Safety is a critical issue for robotic and autonomous systems that must traverse through uncertain environments. More sophisticated motion planning and control algorithms are needed as environments become increasingly dynamic and uncertain to ensure safe and effective autonomous behavior. Safely deploying robots in such dynamic environments requires a systematic accounting of various risks both within and across layers in an autonomy stack from perception to motion planning and control. Many widely used motion planning algorithms have been developed in deterministic settings. However, since motion planning algorithms must be coupled with the outputs of inherently uncertain perception systems, there is a crucial need for more tightly coupled perception and planning frameworks that explicitly incorporate perception and prediction uncertainties.

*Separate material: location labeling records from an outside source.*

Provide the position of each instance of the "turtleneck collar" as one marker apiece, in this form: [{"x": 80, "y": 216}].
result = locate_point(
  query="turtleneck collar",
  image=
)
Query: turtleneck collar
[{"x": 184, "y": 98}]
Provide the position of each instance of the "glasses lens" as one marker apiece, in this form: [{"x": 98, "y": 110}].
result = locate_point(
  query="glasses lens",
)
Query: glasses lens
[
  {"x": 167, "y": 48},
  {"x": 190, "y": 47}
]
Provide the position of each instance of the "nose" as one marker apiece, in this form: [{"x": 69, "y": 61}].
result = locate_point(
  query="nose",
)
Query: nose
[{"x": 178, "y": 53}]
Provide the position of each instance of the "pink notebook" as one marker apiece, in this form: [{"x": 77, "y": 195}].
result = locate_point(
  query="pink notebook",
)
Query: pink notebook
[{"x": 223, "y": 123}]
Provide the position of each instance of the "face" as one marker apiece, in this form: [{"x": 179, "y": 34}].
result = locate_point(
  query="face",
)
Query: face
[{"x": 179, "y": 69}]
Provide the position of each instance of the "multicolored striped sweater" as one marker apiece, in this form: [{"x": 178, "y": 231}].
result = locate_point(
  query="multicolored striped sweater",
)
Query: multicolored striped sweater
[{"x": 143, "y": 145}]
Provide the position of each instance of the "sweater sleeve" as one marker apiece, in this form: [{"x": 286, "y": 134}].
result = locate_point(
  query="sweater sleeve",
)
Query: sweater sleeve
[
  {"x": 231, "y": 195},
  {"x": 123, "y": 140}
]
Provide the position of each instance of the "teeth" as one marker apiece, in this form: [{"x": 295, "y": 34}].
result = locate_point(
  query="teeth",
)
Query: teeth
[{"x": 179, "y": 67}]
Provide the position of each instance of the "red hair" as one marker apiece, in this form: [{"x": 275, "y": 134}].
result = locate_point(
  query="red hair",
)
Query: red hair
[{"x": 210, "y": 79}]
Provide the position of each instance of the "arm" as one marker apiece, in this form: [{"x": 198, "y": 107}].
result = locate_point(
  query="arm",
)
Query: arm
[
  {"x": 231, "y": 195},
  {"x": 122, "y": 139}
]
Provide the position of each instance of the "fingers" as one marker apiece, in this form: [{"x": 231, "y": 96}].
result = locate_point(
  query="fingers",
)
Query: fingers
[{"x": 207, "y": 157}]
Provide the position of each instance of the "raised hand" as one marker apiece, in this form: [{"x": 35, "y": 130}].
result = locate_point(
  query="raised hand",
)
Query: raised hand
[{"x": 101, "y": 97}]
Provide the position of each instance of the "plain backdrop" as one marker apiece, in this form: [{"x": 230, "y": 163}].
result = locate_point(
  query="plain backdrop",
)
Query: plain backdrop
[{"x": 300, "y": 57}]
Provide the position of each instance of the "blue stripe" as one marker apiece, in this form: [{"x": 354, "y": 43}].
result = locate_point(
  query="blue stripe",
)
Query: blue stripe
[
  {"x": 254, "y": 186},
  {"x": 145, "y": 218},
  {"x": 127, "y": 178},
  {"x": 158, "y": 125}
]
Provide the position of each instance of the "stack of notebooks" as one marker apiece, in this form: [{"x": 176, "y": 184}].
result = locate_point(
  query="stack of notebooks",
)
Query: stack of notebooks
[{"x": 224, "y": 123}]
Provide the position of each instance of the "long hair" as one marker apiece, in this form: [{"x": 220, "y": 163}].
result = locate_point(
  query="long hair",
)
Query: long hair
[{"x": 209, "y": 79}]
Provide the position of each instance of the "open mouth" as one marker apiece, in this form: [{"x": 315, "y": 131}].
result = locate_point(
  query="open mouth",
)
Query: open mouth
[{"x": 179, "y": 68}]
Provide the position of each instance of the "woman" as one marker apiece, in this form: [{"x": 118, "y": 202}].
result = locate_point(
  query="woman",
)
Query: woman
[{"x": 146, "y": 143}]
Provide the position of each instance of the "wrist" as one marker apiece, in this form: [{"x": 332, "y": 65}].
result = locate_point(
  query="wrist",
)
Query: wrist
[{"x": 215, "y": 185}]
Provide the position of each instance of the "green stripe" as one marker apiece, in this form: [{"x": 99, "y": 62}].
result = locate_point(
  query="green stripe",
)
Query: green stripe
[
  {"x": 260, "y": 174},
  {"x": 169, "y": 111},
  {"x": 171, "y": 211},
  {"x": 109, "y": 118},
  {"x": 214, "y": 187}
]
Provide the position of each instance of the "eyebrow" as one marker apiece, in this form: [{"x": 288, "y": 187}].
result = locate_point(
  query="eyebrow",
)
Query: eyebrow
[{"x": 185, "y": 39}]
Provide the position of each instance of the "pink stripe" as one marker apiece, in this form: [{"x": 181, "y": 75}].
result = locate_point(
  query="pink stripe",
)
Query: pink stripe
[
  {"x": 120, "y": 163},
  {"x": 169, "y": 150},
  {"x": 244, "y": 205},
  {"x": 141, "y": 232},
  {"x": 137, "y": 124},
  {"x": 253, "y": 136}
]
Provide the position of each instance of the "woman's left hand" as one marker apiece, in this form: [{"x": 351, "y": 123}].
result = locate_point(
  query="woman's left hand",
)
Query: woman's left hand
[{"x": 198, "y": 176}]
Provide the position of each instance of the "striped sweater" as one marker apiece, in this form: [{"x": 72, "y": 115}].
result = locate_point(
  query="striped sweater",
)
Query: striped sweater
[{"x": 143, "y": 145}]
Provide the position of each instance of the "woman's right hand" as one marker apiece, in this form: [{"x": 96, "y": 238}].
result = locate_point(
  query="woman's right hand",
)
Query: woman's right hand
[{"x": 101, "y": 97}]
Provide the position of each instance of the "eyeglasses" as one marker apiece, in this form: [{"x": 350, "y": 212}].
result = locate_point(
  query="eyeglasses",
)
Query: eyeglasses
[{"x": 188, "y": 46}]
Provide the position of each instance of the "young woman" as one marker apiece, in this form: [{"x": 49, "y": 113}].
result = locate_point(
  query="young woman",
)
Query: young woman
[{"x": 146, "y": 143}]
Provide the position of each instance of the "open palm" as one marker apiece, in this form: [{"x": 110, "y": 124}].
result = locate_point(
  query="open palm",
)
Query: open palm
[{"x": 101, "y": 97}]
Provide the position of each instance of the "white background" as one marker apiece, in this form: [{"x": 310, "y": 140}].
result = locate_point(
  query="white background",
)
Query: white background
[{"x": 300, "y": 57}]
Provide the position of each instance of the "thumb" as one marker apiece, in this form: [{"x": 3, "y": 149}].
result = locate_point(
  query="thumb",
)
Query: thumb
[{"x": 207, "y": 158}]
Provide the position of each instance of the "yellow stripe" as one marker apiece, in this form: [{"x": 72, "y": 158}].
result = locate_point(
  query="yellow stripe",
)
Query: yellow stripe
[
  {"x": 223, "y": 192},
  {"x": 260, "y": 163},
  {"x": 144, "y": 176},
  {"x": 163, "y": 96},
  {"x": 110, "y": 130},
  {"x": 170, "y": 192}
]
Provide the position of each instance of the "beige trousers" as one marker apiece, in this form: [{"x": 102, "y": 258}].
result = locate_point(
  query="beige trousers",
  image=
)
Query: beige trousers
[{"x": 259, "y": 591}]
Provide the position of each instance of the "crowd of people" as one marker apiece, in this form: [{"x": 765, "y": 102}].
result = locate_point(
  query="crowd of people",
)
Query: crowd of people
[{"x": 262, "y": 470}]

We have developed a distributionally robust incremental sampling-based motion planning framework that explicitly and coherently incorporates perception and prediction uncertainties. We utilize advanced techniques in robust and stochastic optimization to ensure that safety constraints are satisfied despite these inherent uncertainties. We have demonstrated our proposed algorithms and approaches using nonlinear vehicle models in an open urban driving simulator with static and dynamic obstacles} and show that risk bounded motion planning can be achieved effectively for nonlinear robotic systems. We are currently exploring the development of full autonomy stacks that tightly integrate layers from perception and prediction to planning and control and incorporate modern artificial intelligence and machine learning technologies.
Stochastic and robust optimization; motion planning under uncertainty; vehicle dynamics; feedback control;. artificial intelligence; machine learning.